Machine translation (MT) remains a Holy Grail of computer science, and possibly the killer app of the 21st century. That said, the MT systems as of 2007 are woefully inadequate for any real-world uses beyond basic comprehension of simple texts and gisting.
Their failure comes as a result of a variety of issues that occur in language. In an attempt to clarify these issues, I have been analyzing and classifying syntactic patterns that current systems, statistical, frame-based, or traditional, simply do not handle well.

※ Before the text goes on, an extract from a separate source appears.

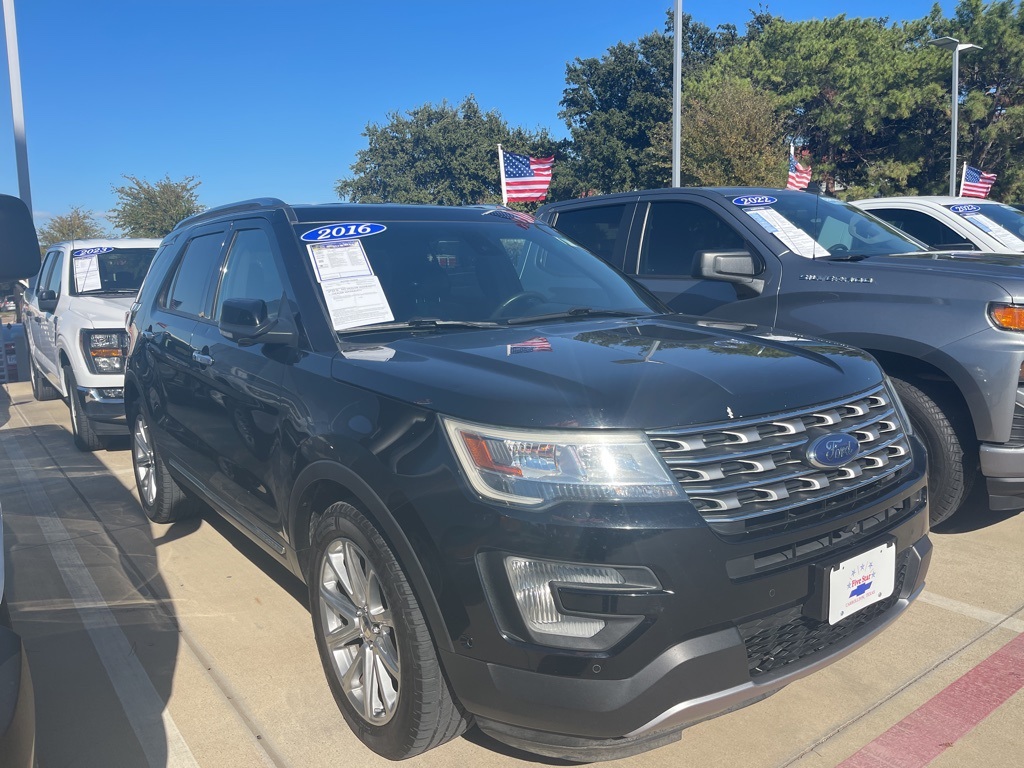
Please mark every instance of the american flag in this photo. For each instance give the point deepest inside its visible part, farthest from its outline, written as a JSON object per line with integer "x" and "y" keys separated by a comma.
{"x": 537, "y": 344}
{"x": 526, "y": 178}
{"x": 976, "y": 183}
{"x": 800, "y": 176}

The first class is a sentence with homonyms. As an example:
Rose rose for her rose.
Of course this sentence is a bit silly, but it will demonstrate nicely the problems that homonyms create for MT systems. Taking the above sentence and putting through Google's MT system gives the following:
|Spanish||Rose se levantó para ella color de rosa.|
|French||Rose s'est levée pour elle rose.|
|German||Rose stieg für sie rose.|
|Italian||Rosa è aumentato per lei di rosa.|
|Portuguese||Rosa levantou-se para ela cor-de-rosa.|
All of these translations are wrong, each in similar ways. The name is identified correctly, which is a relatively trivial matter since names can be stored in a lookup table or identified based on being capitalized nouns, a rule-based approach that works well in English.
However, the verb is mistranslated, and the rest of the sentence therefore falls apart. In other words, a grammatically simple sentence with only five words is actually quite complex, and requires some semantic insight, that is to say the the ability to see past the words to find the meaning, to make sense of. Current MT systems simply cannot do this, though there is no fundamental issue here that would prevent future systems from overcoming the problem of homonyms.

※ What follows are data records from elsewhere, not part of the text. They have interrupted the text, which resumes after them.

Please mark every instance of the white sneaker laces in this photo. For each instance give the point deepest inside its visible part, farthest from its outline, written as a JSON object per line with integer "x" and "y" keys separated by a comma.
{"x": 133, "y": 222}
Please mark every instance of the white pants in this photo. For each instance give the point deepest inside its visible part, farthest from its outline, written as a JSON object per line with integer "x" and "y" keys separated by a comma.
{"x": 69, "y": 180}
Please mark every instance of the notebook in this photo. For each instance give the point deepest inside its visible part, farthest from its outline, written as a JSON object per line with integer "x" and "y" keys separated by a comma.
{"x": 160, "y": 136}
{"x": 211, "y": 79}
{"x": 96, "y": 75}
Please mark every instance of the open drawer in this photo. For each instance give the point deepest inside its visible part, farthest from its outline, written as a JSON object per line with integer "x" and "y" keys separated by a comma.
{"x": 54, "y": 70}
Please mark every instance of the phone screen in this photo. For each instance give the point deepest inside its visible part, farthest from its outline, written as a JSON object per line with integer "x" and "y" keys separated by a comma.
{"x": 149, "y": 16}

This class of sentences may seem trivial, given the choice of example. However, homonyms are quite common in English, and are far more common in languages like Japanese or Arabic, which have relatively few phonemes.

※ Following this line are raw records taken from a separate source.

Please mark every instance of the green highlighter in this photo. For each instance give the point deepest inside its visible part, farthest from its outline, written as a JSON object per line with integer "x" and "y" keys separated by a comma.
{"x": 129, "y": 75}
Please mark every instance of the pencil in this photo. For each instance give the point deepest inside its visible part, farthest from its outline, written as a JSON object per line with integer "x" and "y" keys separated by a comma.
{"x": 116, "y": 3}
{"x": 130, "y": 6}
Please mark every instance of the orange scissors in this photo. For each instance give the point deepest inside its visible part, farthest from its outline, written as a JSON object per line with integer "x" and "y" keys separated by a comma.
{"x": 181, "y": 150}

Further, many sentences actually combine names from several languages, and unless the name is properly identified as such, the results can be amusing. The U.N. Secretary-General from Korea, Ban (a relatively common name), has seen several ambiguous newspaper headlines.
MT systems, statistical or otherwise, will have to overcome the problem of parsing homonyms for context in order to produce a meaningful result. Until such time, the output of MT systems will be flawed in an amusing, and at times no doubt important, way.